At a retreat later that year, members of the network were asked to
articulate their visions for society. One suggested a “real peace
movement,” according to minutes of the meeting. “Rewards for altruism,”
another said. Mr. de Blasio suggested “democratic socialism.”
In a recent interview, Mr. de Blasio said his views then — and now —
represented a mix of admiration for European social democratic
movements, Mr. Roosevelt’s New Deal and liberation theology.
Mr. de Blasio remained supportive of the Sandinistas, often referred to
by their acronym, F.S.L.N., even after they lost power. “People who had
shallow party sympathies with the F.S.L.N. pretty much dropped
everything when they lost,” said Jane Guskin, a fellow activist in the
solidarity group. “Bill wasn’t like that.”
He has remained interested in Latin America — he even honeymooned in
Cuba (in violation of a United States travel ban). To this day, he
speaks admiringly of the Sandinistas’ campaign, noting advances in
literacy and health care. “They had a youthful energy and idealism mixed
with a human ability and practicality that was really inspirational,” he
said.
But Mr. de Blasio said he was also not blind to the party’s
imperfections. He said the revolutionary leaders were “not free enough
by any stretch of the imagination,” pointing to their efforts to crack
down on dissent by shuttering newspapers and radio stations.
A Shift in Focus
By the beginning of 1990, Mr. de Blasio had a foot in two worlds —
government official by day, activist by night.
He was becoming a part of the institution he had railed against — the
establishment — as a low-level aide to Mr. Dinkins in City Hall. On the
side, he helped raise funds for the Nicaragua Solidarity Network and
forge alliances between New York and Nicaraguan labor unions.
Mr. de Blasio’s answering machine greetings in those days seemed to
reflect a search for meaning.
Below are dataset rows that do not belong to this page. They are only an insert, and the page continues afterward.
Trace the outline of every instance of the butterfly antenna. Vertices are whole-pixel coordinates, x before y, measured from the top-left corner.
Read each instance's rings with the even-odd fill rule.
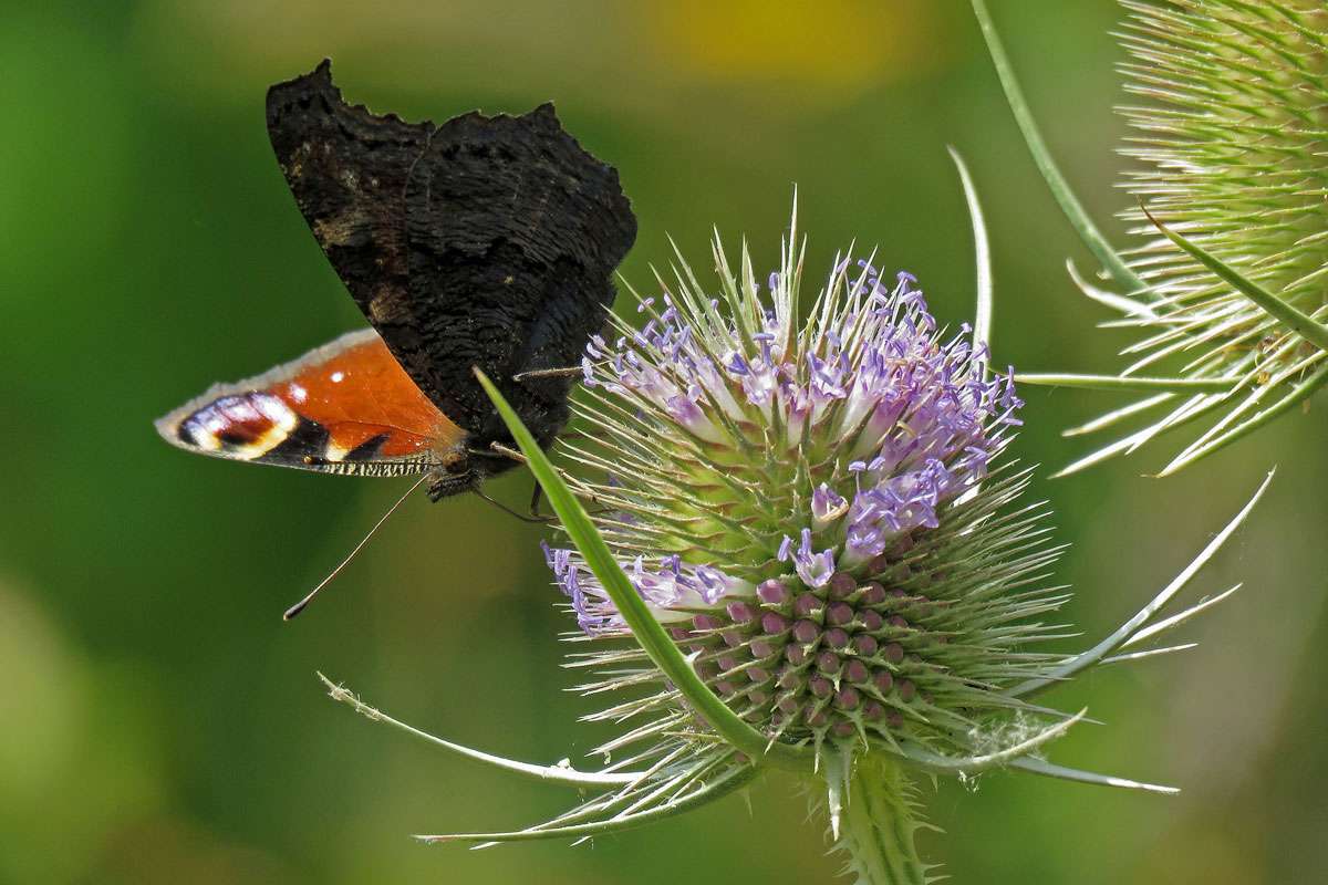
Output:
[[[420,479],[417,479],[414,482],[414,484],[410,486],[410,488],[406,490],[405,495],[402,495],[401,498],[398,498],[397,503],[393,504],[392,507],[389,507],[388,512],[384,513],[381,517],[378,517],[378,521],[373,524],[373,528],[371,528],[369,532],[360,540],[360,543],[355,545],[355,549],[352,549],[347,555],[347,557],[344,560],[341,560],[340,565],[337,565],[335,569],[332,569],[325,579],[323,579],[321,581],[319,581],[319,585],[315,586],[312,590],[309,590],[308,594],[303,600],[300,600],[299,602],[296,602],[291,608],[286,609],[286,613],[282,614],[282,620],[283,621],[290,621],[296,614],[299,614],[300,612],[303,612],[304,606],[307,606],[311,601],[313,601],[313,597],[317,596],[319,590],[321,590],[324,586],[327,586],[328,584],[331,584],[332,579],[335,579],[337,575],[340,575],[341,569],[344,569],[347,565],[351,564],[351,560],[355,559],[355,555],[359,553],[361,549],[364,549],[364,545],[369,543],[369,539],[373,537],[373,533],[377,532],[380,528],[382,528],[382,524],[385,521],[388,521],[388,516],[392,516],[392,513],[397,512],[397,508],[401,507],[401,504],[405,502],[405,499],[409,498],[410,494],[414,490],[420,488],[420,486],[426,479],[429,479],[429,474],[425,474],[424,476],[421,476]]]

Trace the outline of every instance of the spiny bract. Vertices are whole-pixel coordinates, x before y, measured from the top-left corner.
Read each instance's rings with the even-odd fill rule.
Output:
[[[1102,295],[1141,329],[1122,377],[1228,381],[1226,391],[1159,393],[1082,427],[1162,409],[1143,429],[1069,470],[1214,421],[1161,471],[1174,472],[1301,402],[1328,381],[1328,354],[1274,320],[1159,234],[1158,223],[1319,322],[1328,320],[1328,11],[1321,3],[1122,0],[1126,89],[1141,163],[1125,212],[1145,243],[1126,253],[1146,284]],[[1068,472],[1066,471],[1066,472]]]
[[[1064,597],[1028,585],[1056,557],[1042,512],[997,511],[1025,484],[993,467],[1021,405],[971,329],[938,329],[908,273],[842,260],[798,324],[799,271],[766,292],[744,256],[724,305],[689,271],[640,301],[586,358],[583,492],[635,589],[695,669],[770,738],[821,747],[973,751],[1000,693],[1053,658],[1029,651],[1033,616]],[[985,480],[985,488],[983,487]],[[548,551],[580,626],[625,629],[572,549]],[[595,690],[649,682],[622,653]],[[657,674],[656,674],[657,675]],[[657,679],[656,679],[657,681]],[[608,715],[656,713],[669,686]]]

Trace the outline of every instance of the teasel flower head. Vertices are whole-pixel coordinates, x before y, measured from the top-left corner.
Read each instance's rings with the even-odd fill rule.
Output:
[[[1135,402],[1068,434],[1134,423],[1062,472],[1133,452],[1165,431],[1190,442],[1159,475],[1236,442],[1328,381],[1328,11],[1279,0],[1122,0],[1131,161],[1114,252],[1046,155],[983,0],[973,0],[1007,96],[1053,192],[1114,291],[1070,265],[1133,329],[1116,375],[1025,381],[1131,390]],[[1193,429],[1198,429],[1197,431]]]
[[[592,837],[777,767],[811,787],[857,881],[920,882],[908,772],[1167,792],[1045,762],[1082,713],[1032,698],[1211,605],[1153,622],[1248,507],[1114,634],[1052,651],[1060,548],[1046,507],[1021,502],[1029,471],[1004,454],[1021,403],[973,330],[942,326],[919,283],[871,256],[837,260],[803,310],[793,234],[760,280],[745,248],[736,272],[718,240],[713,255],[714,283],[679,257],[636,324],[614,317],[590,342],[563,471],[489,387],[575,543],[546,557],[576,620],[579,687],[608,699],[587,718],[622,731],[591,751],[598,771],[429,738],[595,795],[526,829],[424,839]]]

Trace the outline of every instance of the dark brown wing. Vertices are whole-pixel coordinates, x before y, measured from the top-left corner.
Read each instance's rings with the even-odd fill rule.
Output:
[[[636,238],[618,172],[551,105],[442,126],[351,106],[329,62],[268,92],[272,149],[309,228],[421,390],[478,442],[502,438],[478,366],[547,443]]]

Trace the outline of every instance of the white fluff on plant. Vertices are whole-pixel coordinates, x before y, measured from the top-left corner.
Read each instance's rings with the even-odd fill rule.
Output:
[[[977,243],[984,256],[980,226]],[[914,772],[1008,767],[1170,792],[1046,762],[1084,714],[1033,698],[1109,661],[1189,647],[1157,640],[1224,594],[1159,610],[1254,500],[1120,630],[1054,650],[1070,634],[1056,620],[1068,594],[1050,584],[1061,548],[1048,507],[1023,498],[1029,471],[1005,455],[1021,403],[988,368],[989,275],[975,341],[870,256],[838,260],[806,304],[802,255],[790,231],[758,280],[746,248],[733,267],[716,240],[709,283],[679,257],[659,295],[636,299],[640,328],[614,317],[588,344],[563,471],[489,387],[572,541],[546,556],[579,626],[571,666],[587,695],[608,698],[588,718],[622,732],[588,754],[611,764],[580,771],[410,730],[594,792],[525,829],[422,839],[592,837],[778,767],[814,787],[857,881],[923,882]]]

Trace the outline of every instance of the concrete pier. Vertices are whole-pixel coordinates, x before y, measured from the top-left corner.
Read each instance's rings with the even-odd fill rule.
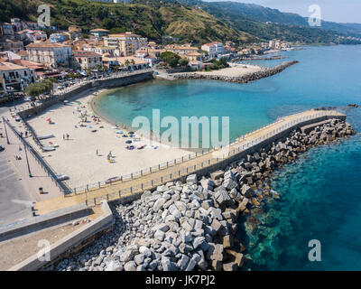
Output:
[[[246,154],[259,151],[272,144],[273,142],[286,137],[293,129],[331,118],[345,120],[346,116],[336,110],[315,109],[291,115],[247,134],[221,149],[190,154],[182,159],[170,160],[166,165],[159,166],[158,170],[144,169],[142,172],[134,172],[126,180],[122,177],[122,181],[38,202],[35,209],[39,214],[42,214],[84,202],[92,207],[100,204],[103,200],[128,202],[139,198],[140,192],[153,190],[167,182],[183,181],[191,173],[197,173],[199,177],[201,177],[216,170],[223,169]]]

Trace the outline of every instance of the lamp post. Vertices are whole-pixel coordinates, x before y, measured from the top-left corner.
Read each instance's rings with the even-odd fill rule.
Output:
[[[32,178],[32,172],[30,172],[29,159],[28,159],[28,154],[26,152],[26,145],[25,144],[23,144],[23,148],[25,150],[26,164],[28,165],[29,177]]]
[[[3,117],[3,122],[4,122],[4,127],[5,127],[5,129],[6,142],[7,142],[7,144],[10,144],[9,136],[7,135],[7,130],[6,130],[6,125],[5,125],[5,118],[4,117]]]

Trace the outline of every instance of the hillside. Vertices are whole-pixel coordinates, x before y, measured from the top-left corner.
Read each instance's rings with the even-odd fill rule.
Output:
[[[241,44],[274,38],[301,43],[358,43],[339,36],[361,35],[361,24],[322,22],[321,28],[314,28],[296,14],[238,2],[199,0],[133,0],[126,5],[88,0],[1,0],[0,21],[14,16],[35,21],[37,6],[44,3],[51,6],[51,25],[60,29],[77,24],[85,33],[98,27],[111,33],[133,31],[157,42],[167,35],[193,43],[231,40]]]
[[[162,35],[171,35],[181,42],[196,43],[225,40],[243,42],[255,39],[202,10],[177,3],[124,5],[87,0],[2,0],[0,21],[9,21],[14,16],[34,21],[40,4],[51,6],[51,25],[60,29],[77,24],[85,32],[101,27],[111,33],[133,31],[150,40],[160,41]]]

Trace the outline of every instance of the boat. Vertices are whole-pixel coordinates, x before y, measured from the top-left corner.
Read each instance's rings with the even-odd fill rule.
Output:
[[[107,179],[105,182],[106,183],[111,183],[111,182],[116,182],[116,181],[120,181],[120,178],[119,177],[113,177],[113,178]]]
[[[46,139],[46,138],[51,138],[54,137],[54,135],[49,134],[49,135],[38,135],[38,139]]]
[[[45,151],[45,152],[51,152],[51,151],[55,151],[55,147],[50,146],[50,145],[46,145],[46,146],[42,146],[42,150]]]
[[[69,176],[67,176],[66,174],[57,174],[55,176],[55,179],[57,181],[65,181],[65,180],[69,180]]]

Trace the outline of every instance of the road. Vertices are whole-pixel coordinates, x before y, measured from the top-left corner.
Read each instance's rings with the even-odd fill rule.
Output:
[[[32,201],[5,152],[0,152],[0,228],[32,216]]]

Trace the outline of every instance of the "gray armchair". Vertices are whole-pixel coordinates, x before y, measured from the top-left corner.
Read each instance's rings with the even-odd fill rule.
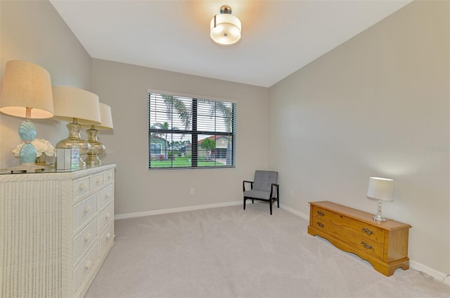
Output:
[[[244,191],[244,210],[245,201],[248,199],[268,201],[270,207],[270,215],[272,215],[272,204],[277,201],[280,208],[279,185],[278,185],[278,173],[273,170],[256,170],[253,181],[244,180],[242,182]],[[250,189],[248,189],[250,185]],[[246,187],[247,186],[247,187]]]

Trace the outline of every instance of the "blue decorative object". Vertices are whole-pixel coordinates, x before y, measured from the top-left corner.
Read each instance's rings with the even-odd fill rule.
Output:
[[[36,138],[36,128],[30,119],[25,120],[19,126],[19,135],[25,142],[19,152],[20,163],[34,163],[37,152],[31,142]]]

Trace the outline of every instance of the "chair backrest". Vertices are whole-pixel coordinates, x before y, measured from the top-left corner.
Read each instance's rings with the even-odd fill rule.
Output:
[[[253,190],[263,192],[270,192],[272,183],[277,183],[278,172],[274,170],[255,171],[255,180],[253,180]]]

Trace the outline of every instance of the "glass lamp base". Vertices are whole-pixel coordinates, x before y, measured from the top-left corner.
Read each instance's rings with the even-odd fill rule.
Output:
[[[94,125],[92,125],[92,128],[87,130],[86,132],[89,136],[87,142],[91,145],[91,151],[87,153],[86,164],[90,168],[101,166],[101,161],[98,157],[98,154],[104,152],[106,147],[97,139],[98,130],[94,128]]]
[[[381,214],[374,215],[373,220],[377,221],[386,221],[386,218],[384,217],[381,217]]]

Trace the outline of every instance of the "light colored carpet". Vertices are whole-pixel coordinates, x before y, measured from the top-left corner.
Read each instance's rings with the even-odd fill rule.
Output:
[[[116,221],[115,243],[86,298],[445,297],[412,269],[391,277],[307,234],[266,204]]]

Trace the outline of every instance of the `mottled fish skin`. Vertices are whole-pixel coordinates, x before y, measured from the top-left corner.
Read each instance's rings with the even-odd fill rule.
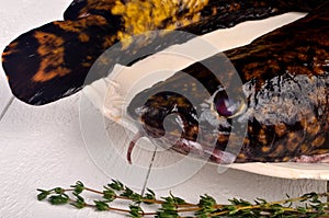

Every few weeks, he recorded a new
message, incorporating a quote to reflect his mood — a passage from
classic literature, lyrics from a song or stanzas of a poem.
Increasingly, he was distressed by what he saw as “timidity” in the
Democratic Party, as it moved to the political center in the dawning of
the Clinton era, and he thought the government should be doing more to
help low-income workers and maintain higher tax rates.
In 1991, at one of his final meetings with the Nicaragua Solidarity
Network, he argued that the liberal values the group had defended were
“far from dead” around the world, with blossoming movements in places
like Mexico, the Philippines, El Salvador and Brazil, according to
minutes of the meeting. He spoke of a need to understand and build
alliances with Islam, predicting it would soon be a dominant force in
politics.
Over time, he became more focused on his city job, and using the tools
of government to effect change. The answering machine messages stopped
changing. He no longer attended meetings about Nicaragua.
His friends in the solidarity movement were puzzled. At a meeting early
in 1992, Mr. de Blasio was marked absent. A member scribbled a note next
to his name: “Must be running for office.”